Wall Street recorded one of the best days of the year after the positive report on US inflation

Workers work on the floor of the New York Stock Exchange (Reuters/Andrew Kelly)

Wall Street rose on Wednesday after a report indicated Inflation slowed more than expected last monthsparking speculation that the Federal Reserve It may not be necessary to be as aggressive in raising interest rates as feared.

At the closing bell, the indicator Dow Jones Technology gained 1.63% Nasdaq Strong 2.89% and Standard & Poor’s 500 2.13 percent.

Stocks closed at their highest in three months. Tech stocks, cryptocurrency, and other investments that are among the biggest losers of the year due to sharp increases in Federal interest rates led the gains.. Treasury yields fell sharply on the back of inflation data as traders lowered their bets on how much the Federal Reserve will raise interest rates at its meeting next month.

Much of the slowdown in inflation in July was due toto lower gasoline and oil prices. But even after ignoring that and the volatility of food prices, the so-calledCore inflation“stayed Fixed Last month, rather than accelerating as economists expected.

The data encouraged traders to cut bets on how much the Federal Reserve will raise interest rates at its next meeting. And they now see a half-percentage-point rise as the most likely outcome, according to CME Group. The day before, they were betting on a more powerful rise in 0.75 percentage pointJust like the last two uploads.
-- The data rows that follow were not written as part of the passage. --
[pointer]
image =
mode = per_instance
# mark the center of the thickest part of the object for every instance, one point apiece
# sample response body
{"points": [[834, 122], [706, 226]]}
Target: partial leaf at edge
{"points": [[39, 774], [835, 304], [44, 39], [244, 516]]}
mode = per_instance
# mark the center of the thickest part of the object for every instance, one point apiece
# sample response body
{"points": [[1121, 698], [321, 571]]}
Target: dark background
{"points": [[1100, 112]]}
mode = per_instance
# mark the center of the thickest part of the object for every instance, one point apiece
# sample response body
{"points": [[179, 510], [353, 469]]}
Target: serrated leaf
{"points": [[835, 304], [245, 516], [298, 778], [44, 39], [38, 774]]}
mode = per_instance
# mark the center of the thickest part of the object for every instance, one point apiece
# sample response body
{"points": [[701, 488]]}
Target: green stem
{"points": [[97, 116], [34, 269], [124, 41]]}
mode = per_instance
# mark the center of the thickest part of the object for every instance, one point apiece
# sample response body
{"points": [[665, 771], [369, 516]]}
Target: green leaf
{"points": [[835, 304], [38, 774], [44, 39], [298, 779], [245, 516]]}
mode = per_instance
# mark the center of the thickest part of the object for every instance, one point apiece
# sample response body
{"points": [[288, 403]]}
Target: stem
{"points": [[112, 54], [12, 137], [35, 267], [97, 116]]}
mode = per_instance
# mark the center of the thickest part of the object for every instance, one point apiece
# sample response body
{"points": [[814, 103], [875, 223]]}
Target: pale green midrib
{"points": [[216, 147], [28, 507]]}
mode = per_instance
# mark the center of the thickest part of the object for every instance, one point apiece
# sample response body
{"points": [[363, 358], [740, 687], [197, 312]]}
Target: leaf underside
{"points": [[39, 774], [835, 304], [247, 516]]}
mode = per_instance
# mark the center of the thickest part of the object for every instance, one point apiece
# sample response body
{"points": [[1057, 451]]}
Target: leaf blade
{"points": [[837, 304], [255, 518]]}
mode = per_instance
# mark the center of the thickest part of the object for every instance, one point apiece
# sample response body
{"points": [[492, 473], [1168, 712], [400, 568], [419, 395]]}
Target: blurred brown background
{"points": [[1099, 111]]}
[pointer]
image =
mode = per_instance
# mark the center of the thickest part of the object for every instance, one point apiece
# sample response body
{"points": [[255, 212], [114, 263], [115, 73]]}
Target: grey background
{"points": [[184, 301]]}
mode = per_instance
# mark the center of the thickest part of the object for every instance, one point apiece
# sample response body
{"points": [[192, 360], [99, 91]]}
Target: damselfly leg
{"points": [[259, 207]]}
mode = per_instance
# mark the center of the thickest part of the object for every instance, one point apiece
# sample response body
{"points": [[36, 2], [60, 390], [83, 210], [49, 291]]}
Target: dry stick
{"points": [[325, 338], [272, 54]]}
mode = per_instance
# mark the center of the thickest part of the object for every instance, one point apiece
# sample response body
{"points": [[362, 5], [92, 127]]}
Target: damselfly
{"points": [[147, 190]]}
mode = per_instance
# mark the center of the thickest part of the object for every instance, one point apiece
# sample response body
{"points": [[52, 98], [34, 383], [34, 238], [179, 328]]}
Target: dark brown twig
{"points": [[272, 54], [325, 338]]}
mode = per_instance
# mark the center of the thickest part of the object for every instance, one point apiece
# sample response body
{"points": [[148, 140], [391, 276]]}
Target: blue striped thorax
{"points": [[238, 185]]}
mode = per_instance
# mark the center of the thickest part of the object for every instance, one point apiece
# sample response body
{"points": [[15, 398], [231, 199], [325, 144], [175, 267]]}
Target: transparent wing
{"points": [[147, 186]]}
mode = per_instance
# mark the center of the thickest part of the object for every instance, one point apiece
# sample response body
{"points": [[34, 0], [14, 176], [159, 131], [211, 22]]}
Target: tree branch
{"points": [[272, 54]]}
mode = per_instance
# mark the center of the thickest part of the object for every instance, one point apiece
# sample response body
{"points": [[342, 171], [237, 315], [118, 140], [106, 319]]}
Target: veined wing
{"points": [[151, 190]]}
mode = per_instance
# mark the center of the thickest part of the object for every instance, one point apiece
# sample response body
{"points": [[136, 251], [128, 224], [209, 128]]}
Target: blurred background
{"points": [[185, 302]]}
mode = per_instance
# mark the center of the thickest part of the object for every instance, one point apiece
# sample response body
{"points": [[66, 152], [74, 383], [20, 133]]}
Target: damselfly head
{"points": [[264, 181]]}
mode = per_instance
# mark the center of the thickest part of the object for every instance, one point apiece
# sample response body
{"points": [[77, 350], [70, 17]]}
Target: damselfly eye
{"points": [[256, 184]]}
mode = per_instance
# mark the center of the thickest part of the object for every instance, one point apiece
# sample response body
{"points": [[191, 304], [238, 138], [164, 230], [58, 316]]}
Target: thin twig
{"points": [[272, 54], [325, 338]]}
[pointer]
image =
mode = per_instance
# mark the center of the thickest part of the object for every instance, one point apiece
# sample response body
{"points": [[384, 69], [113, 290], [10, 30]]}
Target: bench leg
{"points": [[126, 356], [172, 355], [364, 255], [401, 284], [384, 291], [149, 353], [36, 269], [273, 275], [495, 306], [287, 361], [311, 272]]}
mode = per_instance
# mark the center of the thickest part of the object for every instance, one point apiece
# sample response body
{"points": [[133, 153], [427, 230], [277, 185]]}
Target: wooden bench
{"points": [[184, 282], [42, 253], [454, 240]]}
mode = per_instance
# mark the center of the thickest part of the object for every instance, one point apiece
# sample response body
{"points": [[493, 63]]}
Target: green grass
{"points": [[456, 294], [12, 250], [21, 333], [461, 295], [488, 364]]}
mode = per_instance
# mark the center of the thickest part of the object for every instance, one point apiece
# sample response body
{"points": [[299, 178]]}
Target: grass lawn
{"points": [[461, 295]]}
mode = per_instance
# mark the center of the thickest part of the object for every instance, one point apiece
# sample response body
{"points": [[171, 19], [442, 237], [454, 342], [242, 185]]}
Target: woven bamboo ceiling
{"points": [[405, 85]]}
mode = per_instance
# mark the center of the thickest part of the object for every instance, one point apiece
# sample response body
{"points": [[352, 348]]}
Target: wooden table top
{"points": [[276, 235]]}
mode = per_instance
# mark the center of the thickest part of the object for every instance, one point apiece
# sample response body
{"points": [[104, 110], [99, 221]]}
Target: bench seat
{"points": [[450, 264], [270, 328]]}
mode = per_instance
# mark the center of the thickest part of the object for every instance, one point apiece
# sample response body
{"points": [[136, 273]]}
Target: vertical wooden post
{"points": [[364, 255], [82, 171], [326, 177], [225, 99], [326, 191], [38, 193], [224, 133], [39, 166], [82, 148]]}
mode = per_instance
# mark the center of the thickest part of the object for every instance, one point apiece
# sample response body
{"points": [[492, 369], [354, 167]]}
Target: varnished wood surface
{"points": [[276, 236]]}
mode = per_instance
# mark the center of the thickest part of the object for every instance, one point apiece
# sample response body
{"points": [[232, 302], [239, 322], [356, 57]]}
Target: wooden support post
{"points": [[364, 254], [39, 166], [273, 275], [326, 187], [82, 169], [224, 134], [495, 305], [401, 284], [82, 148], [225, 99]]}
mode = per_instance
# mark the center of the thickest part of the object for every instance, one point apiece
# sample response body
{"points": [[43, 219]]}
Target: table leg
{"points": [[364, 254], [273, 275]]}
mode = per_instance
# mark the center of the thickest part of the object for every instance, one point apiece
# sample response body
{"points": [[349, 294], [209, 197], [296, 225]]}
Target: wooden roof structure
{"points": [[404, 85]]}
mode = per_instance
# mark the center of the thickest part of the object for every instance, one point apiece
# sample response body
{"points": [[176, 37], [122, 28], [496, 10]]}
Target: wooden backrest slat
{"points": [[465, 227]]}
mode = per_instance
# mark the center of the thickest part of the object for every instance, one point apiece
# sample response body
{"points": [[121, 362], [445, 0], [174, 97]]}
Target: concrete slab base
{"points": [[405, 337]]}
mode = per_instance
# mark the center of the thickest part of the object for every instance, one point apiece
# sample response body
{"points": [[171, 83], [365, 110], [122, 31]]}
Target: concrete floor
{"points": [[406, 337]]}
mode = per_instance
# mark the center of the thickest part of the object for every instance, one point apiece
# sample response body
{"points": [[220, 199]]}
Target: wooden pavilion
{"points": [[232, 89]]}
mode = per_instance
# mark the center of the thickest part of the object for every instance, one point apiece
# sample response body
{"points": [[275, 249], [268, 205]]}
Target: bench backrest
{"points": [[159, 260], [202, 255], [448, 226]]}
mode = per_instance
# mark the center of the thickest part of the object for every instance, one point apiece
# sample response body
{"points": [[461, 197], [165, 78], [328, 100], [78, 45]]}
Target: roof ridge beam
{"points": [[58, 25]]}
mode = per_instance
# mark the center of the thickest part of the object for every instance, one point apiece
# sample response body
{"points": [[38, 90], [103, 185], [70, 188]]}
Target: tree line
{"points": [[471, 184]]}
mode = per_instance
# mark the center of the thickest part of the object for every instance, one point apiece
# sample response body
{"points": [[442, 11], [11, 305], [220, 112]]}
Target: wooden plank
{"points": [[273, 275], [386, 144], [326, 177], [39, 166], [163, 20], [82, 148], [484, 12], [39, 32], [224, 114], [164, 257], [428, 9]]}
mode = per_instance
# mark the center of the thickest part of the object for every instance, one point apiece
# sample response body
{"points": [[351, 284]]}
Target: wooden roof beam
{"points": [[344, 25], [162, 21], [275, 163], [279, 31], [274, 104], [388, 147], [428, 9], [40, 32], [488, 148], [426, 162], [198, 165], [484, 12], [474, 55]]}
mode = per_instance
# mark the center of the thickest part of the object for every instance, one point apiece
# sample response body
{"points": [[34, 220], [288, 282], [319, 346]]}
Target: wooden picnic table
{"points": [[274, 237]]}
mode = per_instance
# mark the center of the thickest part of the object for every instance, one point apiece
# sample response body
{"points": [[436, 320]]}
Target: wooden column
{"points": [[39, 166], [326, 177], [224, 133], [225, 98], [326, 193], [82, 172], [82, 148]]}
These differences may not seem significant, But interest rates help determine the direction of prices in the financial markets. Higher rates tend to drive down the prices of everything from stocks to commodities to cryptocurrencies.

Bond prices rose immediately after the release of the inflation report, which lowered bond yields. And theThe two-year Treasury yield, which tends to follow the Fed’s expectations, fell to 3.14% from 3.27% on Tuesday.

10-year yield fell slowerto 2.76% from 2.78%, narrowing the gap to a two-year yield. Many investors consider this gap a fairly reliable sign of the upcoming recession.

Recession fears have grown as 40-year high inflation puts pressure on households and businesses around the world. The Federal Reserve and other central banks have raised interest rates to slow the economy in hopes of curbing inflation, but they risk stifling it if they act too aggressively.

“The road they’re trying to cut is the edge of the razor.”said Brian Nick, chief investment strategist at Nuveen.

To be sure, inflation remains painfully high, and is expected to remain so for some time to come. However, Wednesday’s data renewed Wall Street, Which faltered after a stronger-than-expected jobs report on Friday, which further increased the Fed’s outlook more aggressively. It raised hopes that higher inflation – and thus further interest rate hikes by the Federal Reserve – might be on the horizon.

“It is a step in the right direction. “But keep in mind that we have many miles to go before inflation returns to normal,” said Mike Lowengart, managing director of e-commerce investment strategy at Morgan Stanley.

The Federal Reserve will receive other highly anticipated reports before the next interest rate announcement on September 21, which may change your position as well. Among them are reports outlining employment trends across the economy, which will be released on September 2, and the next update on consumer inflation, which will be released on September 13.

Immediately, this week’s reports will show inflation developments at the wholesale level and whether US households continue to lower inflation expectations, a moving piece of information for Fed officials.

however, Inflation data released on Wednesday helped stocks across Europe rise with modest gains, while earlier markets closer in Asia were mostly lower. Germany’s DAX fell 1.2%, Japan’s Nikkei 225 fell 0.6% and Hong Kong’s Hang Seng fell 2%.

(With information from AP and AFP)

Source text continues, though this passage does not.